Op Radio 1 werd deze week gesproken over de crisisbestendigheid van de EU. De oprichting van de Europese Gemeenschap voor Kolen en Staal (EGKS) – de voorloper van de huidige EU – in 1951 was het antwoord op de crisis van de jaren 30 en de Tweede Wereldoorlog. Economische vervlechting zou de onderlinge rivaliteit in Europa afremmen, zo veronderstelde de politieke leiders in Europa destijds.
Protectionisme is een rampscenario oordeelde oer-Europeaan Edmund Wellenstein in de uitzending. Vergeleken met de jaren 30 zijn de scherpe randjes van het protectionisme gelukkig wel verdwenen. Toen was er in tegenstelling tot nu geen enkel onderling overleg. Door de strakke EU-regels kunnen landen hun economieën niet meer volledig afschermen. Anno 2009 bestaan geen dounatarieven meer en maakt de Euro valutadevaluatie onmogelijk.

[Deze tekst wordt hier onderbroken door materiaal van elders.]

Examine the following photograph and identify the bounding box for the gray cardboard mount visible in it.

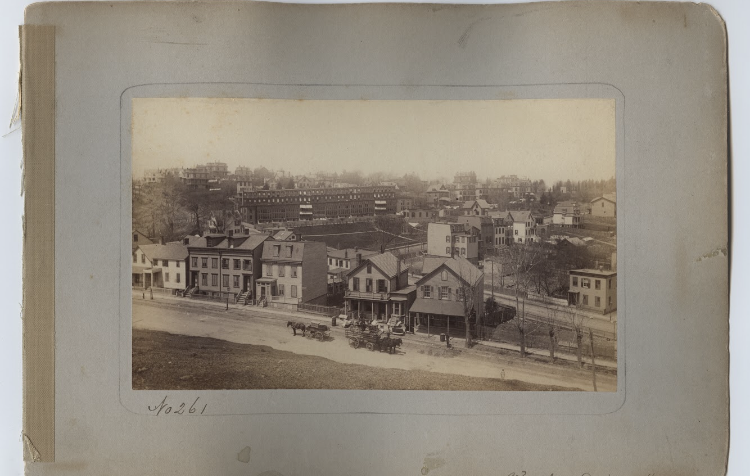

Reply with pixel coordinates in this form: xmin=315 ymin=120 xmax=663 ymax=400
xmin=24 ymin=2 xmax=728 ymax=476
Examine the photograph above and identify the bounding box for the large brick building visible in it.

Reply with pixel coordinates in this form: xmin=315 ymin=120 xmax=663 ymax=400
xmin=239 ymin=185 xmax=396 ymax=223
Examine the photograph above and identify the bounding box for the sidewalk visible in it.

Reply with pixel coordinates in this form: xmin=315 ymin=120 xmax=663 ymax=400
xmin=133 ymin=291 xmax=617 ymax=369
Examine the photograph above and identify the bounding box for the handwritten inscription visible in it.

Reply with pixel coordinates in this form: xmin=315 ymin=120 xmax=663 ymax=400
xmin=148 ymin=395 xmax=208 ymax=415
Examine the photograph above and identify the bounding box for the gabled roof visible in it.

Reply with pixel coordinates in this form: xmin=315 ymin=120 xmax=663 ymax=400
xmin=138 ymin=243 xmax=188 ymax=261
xmin=591 ymin=193 xmax=617 ymax=203
xmin=261 ymin=240 xmax=306 ymax=262
xmin=349 ymin=251 xmax=406 ymax=279
xmin=328 ymin=248 xmax=378 ymax=259
xmin=273 ymin=230 xmax=294 ymax=241
xmin=416 ymin=256 xmax=484 ymax=285
xmin=508 ymin=210 xmax=533 ymax=223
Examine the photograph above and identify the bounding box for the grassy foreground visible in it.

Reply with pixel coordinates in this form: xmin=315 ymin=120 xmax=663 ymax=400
xmin=133 ymin=329 xmax=571 ymax=391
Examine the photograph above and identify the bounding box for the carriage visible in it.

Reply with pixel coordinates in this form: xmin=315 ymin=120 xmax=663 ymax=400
xmin=344 ymin=325 xmax=401 ymax=353
xmin=305 ymin=322 xmax=331 ymax=342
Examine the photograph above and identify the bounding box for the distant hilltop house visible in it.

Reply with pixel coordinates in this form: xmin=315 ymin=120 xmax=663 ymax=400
xmin=591 ymin=193 xmax=617 ymax=217
xmin=131 ymin=243 xmax=188 ymax=292
xmin=461 ymin=199 xmax=492 ymax=216
xmin=552 ymin=202 xmax=581 ymax=228
xmin=427 ymin=222 xmax=480 ymax=264
xmin=568 ymin=268 xmax=617 ymax=314
xmin=133 ymin=230 xmax=154 ymax=252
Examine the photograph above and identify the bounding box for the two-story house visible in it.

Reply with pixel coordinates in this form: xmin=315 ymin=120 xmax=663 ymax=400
xmin=461 ymin=199 xmax=492 ymax=216
xmin=458 ymin=215 xmax=495 ymax=260
xmin=427 ymin=223 xmax=479 ymax=264
xmin=132 ymin=243 xmax=189 ymax=292
xmin=410 ymin=256 xmax=484 ymax=334
xmin=256 ymin=241 xmax=328 ymax=307
xmin=328 ymin=248 xmax=378 ymax=293
xmin=505 ymin=210 xmax=539 ymax=245
xmin=568 ymin=268 xmax=617 ymax=314
xmin=344 ymin=252 xmax=416 ymax=321
xmin=591 ymin=193 xmax=617 ymax=217
xmin=552 ymin=202 xmax=581 ymax=228
xmin=185 ymin=234 xmax=270 ymax=303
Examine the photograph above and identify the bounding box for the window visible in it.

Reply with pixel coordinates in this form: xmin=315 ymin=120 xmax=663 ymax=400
xmin=438 ymin=286 xmax=451 ymax=299
xmin=378 ymin=279 xmax=388 ymax=293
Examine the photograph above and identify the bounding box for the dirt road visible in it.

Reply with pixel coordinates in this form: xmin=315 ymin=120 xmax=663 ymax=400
xmin=133 ymin=299 xmax=616 ymax=391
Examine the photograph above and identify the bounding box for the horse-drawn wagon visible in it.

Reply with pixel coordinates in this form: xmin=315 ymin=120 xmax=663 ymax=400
xmin=306 ymin=322 xmax=331 ymax=342
xmin=344 ymin=325 xmax=401 ymax=354
xmin=286 ymin=321 xmax=331 ymax=342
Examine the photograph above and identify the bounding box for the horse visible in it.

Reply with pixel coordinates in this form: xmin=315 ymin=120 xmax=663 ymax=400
xmin=286 ymin=321 xmax=307 ymax=337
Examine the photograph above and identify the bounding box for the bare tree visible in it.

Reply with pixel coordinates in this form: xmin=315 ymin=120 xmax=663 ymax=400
xmin=542 ymin=296 xmax=560 ymax=362
xmin=508 ymin=244 xmax=543 ymax=357
xmin=456 ymin=258 xmax=484 ymax=348
xmin=567 ymin=304 xmax=586 ymax=367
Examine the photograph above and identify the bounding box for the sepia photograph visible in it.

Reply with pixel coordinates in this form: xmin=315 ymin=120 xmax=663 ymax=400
xmin=131 ymin=98 xmax=618 ymax=392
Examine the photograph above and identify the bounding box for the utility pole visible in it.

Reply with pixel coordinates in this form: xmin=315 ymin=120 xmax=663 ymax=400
xmin=589 ymin=327 xmax=597 ymax=392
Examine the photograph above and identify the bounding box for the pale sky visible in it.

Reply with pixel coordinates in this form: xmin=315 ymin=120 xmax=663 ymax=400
xmin=132 ymin=98 xmax=615 ymax=186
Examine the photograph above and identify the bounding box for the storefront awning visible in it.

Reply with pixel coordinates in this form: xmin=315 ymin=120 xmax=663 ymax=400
xmin=409 ymin=298 xmax=464 ymax=316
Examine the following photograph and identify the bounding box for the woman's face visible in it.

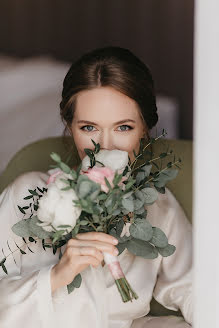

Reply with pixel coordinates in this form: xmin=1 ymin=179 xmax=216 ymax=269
xmin=71 ymin=87 xmax=145 ymax=161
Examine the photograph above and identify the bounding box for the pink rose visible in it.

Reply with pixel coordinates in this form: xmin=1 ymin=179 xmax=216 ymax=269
xmin=81 ymin=166 xmax=126 ymax=193
xmin=46 ymin=168 xmax=62 ymax=185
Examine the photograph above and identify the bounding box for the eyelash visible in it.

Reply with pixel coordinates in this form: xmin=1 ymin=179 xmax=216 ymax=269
xmin=80 ymin=124 xmax=133 ymax=132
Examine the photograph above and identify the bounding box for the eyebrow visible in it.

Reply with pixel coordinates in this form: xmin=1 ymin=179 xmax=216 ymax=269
xmin=77 ymin=119 xmax=136 ymax=125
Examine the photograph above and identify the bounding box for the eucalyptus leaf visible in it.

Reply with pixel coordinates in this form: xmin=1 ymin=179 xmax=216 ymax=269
xmin=135 ymin=206 xmax=147 ymax=218
xmin=29 ymin=216 xmax=54 ymax=239
xmin=136 ymin=164 xmax=152 ymax=185
xmin=151 ymin=227 xmax=168 ymax=248
xmin=157 ymin=244 xmax=176 ymax=257
xmin=141 ymin=188 xmax=158 ymax=205
xmin=78 ymin=181 xmax=92 ymax=198
xmin=129 ymin=219 xmax=153 ymax=241
xmin=116 ymin=219 xmax=125 ymax=236
xmin=134 ymin=199 xmax=144 ymax=211
xmin=126 ymin=238 xmax=158 ymax=259
xmin=109 ymin=228 xmax=133 ymax=243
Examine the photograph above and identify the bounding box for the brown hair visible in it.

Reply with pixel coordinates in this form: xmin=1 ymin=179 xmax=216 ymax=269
xmin=60 ymin=46 xmax=158 ymax=138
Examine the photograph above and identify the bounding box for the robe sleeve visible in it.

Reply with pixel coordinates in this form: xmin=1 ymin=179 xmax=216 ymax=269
xmin=153 ymin=188 xmax=192 ymax=324
xmin=0 ymin=172 xmax=58 ymax=328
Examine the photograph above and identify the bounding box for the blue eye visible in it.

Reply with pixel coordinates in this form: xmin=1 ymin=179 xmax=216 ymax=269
xmin=119 ymin=125 xmax=133 ymax=131
xmin=81 ymin=125 xmax=93 ymax=132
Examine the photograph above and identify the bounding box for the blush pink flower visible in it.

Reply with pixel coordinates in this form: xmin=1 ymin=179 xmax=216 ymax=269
xmin=81 ymin=166 xmax=127 ymax=193
xmin=46 ymin=168 xmax=62 ymax=185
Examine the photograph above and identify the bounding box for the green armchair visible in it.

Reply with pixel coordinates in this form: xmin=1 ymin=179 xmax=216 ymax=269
xmin=0 ymin=137 xmax=193 ymax=316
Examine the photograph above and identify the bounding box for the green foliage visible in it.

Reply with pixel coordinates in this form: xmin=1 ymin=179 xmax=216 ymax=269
xmin=126 ymin=238 xmax=158 ymax=259
xmin=151 ymin=227 xmax=168 ymax=248
xmin=153 ymin=169 xmax=178 ymax=188
xmin=129 ymin=219 xmax=153 ymax=241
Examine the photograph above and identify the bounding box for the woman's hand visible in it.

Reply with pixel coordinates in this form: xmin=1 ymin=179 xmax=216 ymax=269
xmin=51 ymin=231 xmax=118 ymax=293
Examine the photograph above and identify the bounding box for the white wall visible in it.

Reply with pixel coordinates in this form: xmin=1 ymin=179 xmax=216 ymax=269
xmin=193 ymin=0 xmax=219 ymax=328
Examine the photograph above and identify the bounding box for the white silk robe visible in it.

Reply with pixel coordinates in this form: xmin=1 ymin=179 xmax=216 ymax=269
xmin=0 ymin=172 xmax=192 ymax=328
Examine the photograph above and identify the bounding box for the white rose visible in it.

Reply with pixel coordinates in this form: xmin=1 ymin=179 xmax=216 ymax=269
xmin=120 ymin=222 xmax=131 ymax=237
xmin=81 ymin=149 xmax=128 ymax=171
xmin=37 ymin=178 xmax=81 ymax=233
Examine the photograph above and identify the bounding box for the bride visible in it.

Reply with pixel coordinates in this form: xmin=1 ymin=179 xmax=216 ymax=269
xmin=0 ymin=47 xmax=192 ymax=328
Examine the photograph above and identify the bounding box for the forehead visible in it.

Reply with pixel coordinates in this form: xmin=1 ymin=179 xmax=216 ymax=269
xmin=74 ymin=87 xmax=140 ymax=121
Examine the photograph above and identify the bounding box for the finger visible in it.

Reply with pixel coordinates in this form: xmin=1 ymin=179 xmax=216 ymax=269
xmin=75 ymin=231 xmax=118 ymax=245
xmin=78 ymin=255 xmax=101 ymax=268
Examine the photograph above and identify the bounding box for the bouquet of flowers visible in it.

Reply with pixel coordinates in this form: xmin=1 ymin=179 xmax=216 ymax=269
xmin=0 ymin=130 xmax=181 ymax=302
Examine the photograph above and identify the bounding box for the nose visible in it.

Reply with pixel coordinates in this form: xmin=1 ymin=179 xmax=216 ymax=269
xmin=99 ymin=131 xmax=114 ymax=150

Tijdens deze crisis wil ieder land desondanks in de eerste plaats zijn eigen leed verzachten. De Europese Commissie reageert vooralsnog afwachtend op de crisis. Het lukt haar niet boven de partijen uit te stijgen, terwijl ze juist een een voet tussen de deur moet krijgen.
De verschillende landen willen te veel zelf de touwtjes in handen houden. In het bijzonder Engeland toont zich weerbarstig. Op termijn zullen de Britten toch moeten inzien dat meedoen de beste optie is.